At the hearing, the judge listens to witnesses' testimony and evidence. If the judge finds probable cause that the defendant committed the crime, the defendant is then bound over for trial. If the judge concludes there is insufficient evidence, the case is dismissed. Charges may be amended at the preliminary hearing.

  1. Arraignment: The judge reads the information to the defendant, who must enter a plea. If the plea is "guilty," the defendant will be scheduled for sentencing. If the plea is "not guilty," a pretrial conference and trial dates are usually scheduled. A "not guilty" plea preserves all of the defendant's options. There are also two other types of pleas:

  2. No Contest: This has the same procedural effect as a guilty plea, but rather than admitting guilt, the defendant admits that the prosecutor would likely prevail at trial. Some judges will not accept this plea.

  3. Alford plea: This plea may be used when the defendant wants the advantage of a plea bargain, but cannot or will not admit guilt. Instead, the defendant pleads to avoid the potential consequences of going to trial, and pleads without admitting guilt. Some judges will not approve this type of plea.

  4. Pre-Trial Motions: Before a trial begins, the prosecution and defense may file any number of motions with the court. A motion is a formal request to a judge to issue an order. These may include motions to suppress a defendant's prior convictions, motions to suppress evidence, or requests for discovery. If a defendant would like to file a motion, it must be done five days before the trial and must be in writing. All motions should be heard and decided by the judge before a trial can proceed..
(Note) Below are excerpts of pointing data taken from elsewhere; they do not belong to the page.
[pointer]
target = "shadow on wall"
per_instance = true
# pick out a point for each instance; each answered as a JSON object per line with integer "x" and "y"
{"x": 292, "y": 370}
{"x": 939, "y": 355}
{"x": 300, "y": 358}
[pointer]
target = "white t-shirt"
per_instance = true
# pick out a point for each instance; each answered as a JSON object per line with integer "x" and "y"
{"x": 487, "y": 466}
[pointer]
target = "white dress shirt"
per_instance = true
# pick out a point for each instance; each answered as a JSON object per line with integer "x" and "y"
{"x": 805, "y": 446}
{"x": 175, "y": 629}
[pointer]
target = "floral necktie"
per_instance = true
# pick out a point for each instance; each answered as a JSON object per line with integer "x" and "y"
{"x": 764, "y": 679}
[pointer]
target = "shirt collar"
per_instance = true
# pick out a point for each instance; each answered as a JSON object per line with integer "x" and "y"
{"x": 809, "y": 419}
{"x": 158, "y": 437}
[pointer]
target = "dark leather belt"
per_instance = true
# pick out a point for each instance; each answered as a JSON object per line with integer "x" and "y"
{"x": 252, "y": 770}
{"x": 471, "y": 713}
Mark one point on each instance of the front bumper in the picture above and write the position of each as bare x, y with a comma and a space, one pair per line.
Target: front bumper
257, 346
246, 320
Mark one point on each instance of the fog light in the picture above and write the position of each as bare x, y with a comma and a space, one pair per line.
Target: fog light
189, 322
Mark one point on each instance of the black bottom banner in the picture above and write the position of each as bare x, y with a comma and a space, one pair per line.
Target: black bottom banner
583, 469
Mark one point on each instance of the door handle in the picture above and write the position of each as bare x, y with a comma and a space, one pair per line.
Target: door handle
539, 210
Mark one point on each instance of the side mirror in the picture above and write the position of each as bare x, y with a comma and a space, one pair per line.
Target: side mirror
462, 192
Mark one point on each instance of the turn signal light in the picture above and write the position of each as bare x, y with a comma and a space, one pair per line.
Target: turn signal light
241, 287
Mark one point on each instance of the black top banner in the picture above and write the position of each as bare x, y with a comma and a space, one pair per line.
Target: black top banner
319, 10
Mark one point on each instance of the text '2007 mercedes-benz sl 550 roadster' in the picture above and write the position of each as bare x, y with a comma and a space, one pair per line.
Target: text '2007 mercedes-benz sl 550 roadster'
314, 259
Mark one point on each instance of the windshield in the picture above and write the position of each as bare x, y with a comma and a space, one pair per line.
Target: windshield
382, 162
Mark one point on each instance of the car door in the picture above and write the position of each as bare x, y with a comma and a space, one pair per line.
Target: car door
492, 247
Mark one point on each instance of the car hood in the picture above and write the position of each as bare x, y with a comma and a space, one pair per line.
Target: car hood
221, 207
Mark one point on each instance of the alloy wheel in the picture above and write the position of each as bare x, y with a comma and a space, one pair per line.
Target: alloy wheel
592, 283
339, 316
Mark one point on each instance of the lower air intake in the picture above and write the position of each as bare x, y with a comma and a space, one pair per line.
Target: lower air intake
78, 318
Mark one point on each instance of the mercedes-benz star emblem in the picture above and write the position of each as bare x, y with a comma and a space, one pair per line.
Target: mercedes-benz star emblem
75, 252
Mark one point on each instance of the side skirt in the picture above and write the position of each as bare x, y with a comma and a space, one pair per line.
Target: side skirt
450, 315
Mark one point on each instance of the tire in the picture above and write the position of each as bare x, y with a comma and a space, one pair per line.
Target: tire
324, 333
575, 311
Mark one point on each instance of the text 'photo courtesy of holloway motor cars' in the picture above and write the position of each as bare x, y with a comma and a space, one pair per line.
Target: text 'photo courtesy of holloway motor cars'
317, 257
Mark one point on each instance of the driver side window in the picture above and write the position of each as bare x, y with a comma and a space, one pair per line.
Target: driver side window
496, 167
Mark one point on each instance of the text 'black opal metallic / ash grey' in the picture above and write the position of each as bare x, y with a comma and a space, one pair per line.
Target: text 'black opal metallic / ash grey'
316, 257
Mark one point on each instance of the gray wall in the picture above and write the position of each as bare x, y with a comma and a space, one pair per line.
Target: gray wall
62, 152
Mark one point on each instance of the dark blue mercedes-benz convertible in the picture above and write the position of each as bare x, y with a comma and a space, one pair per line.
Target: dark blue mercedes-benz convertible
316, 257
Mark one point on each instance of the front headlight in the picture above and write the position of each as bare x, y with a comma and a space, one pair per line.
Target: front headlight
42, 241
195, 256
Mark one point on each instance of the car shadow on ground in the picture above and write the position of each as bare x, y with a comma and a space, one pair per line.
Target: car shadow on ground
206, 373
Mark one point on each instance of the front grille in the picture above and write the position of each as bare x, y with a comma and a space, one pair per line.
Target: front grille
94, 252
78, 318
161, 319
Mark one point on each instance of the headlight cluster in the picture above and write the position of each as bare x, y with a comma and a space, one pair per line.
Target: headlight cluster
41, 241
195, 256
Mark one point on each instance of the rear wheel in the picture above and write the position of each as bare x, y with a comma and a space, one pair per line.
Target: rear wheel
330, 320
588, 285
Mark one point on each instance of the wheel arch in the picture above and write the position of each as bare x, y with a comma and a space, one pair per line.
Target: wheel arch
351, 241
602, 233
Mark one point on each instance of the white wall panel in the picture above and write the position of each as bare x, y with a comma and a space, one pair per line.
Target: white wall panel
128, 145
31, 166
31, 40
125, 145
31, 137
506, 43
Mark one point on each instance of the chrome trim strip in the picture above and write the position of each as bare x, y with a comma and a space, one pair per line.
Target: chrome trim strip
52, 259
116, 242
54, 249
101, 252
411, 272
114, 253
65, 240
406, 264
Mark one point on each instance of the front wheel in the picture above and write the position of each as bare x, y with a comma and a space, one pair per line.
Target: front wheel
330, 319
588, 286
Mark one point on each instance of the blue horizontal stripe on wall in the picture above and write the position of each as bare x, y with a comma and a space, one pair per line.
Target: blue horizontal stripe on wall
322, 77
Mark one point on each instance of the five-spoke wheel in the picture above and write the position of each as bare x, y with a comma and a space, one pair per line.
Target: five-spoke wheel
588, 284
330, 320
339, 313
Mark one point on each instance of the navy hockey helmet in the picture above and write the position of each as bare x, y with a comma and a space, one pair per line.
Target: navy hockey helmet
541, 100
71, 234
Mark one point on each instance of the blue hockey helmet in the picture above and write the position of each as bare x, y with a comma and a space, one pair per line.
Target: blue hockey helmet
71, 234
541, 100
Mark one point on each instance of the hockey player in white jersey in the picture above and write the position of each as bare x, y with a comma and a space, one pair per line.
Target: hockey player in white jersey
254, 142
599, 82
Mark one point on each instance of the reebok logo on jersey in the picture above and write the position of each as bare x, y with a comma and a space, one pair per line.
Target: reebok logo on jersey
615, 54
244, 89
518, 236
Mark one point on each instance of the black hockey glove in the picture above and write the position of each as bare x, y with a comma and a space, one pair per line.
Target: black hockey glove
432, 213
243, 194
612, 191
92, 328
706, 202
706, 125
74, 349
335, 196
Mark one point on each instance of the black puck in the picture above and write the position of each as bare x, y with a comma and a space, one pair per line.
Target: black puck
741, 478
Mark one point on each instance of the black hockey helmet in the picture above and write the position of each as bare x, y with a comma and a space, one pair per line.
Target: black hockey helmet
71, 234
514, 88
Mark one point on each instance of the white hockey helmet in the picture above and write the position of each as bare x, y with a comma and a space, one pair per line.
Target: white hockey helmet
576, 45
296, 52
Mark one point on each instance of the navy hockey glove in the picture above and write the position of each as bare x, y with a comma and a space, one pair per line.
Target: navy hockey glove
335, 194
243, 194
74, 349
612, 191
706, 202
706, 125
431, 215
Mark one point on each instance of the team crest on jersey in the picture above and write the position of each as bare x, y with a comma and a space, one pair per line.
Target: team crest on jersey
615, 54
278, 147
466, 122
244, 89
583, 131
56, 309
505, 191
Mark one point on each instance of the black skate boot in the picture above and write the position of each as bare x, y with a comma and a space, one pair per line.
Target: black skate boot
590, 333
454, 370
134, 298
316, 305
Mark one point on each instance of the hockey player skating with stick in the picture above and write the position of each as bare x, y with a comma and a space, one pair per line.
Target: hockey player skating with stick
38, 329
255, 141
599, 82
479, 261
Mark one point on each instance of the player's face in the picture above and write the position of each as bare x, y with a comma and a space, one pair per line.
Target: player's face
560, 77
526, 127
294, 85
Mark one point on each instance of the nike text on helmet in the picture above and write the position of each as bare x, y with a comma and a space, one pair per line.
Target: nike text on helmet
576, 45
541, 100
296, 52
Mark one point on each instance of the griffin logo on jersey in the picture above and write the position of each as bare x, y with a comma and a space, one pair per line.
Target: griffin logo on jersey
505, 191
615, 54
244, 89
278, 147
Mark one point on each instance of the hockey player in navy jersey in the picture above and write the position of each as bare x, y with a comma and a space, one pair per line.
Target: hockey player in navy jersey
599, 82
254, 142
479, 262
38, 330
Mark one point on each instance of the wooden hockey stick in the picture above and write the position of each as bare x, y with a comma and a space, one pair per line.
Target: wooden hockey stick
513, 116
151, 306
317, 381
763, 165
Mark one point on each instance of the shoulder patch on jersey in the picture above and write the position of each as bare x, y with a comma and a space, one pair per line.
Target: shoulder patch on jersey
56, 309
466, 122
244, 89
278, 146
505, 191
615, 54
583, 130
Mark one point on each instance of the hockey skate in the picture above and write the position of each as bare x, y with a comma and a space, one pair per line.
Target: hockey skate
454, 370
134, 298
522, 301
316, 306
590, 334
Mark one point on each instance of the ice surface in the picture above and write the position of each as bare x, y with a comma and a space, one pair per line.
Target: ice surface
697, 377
  5. Pre-Trial Conference: At its discretion, the trial court may hold a pre-trial conference in which the prosecutor and defense attorney attempt to negotiate settlement of the case. A judge may refuse to approve a proposed settlement. Cases not settled are set for trial.

  6. Plea-Bargaining: In this process, the prosecutor and defense attorney negotiate a mutually satisfactory disposition of the case. The judge does not participate in the plea bargaining process, but must approve the proposed disposition. The defendant also must approve the plea bargain. If all parties accept the plea bargain, and the defendant enters a guilty plea, the next step is the defendant's sentencing.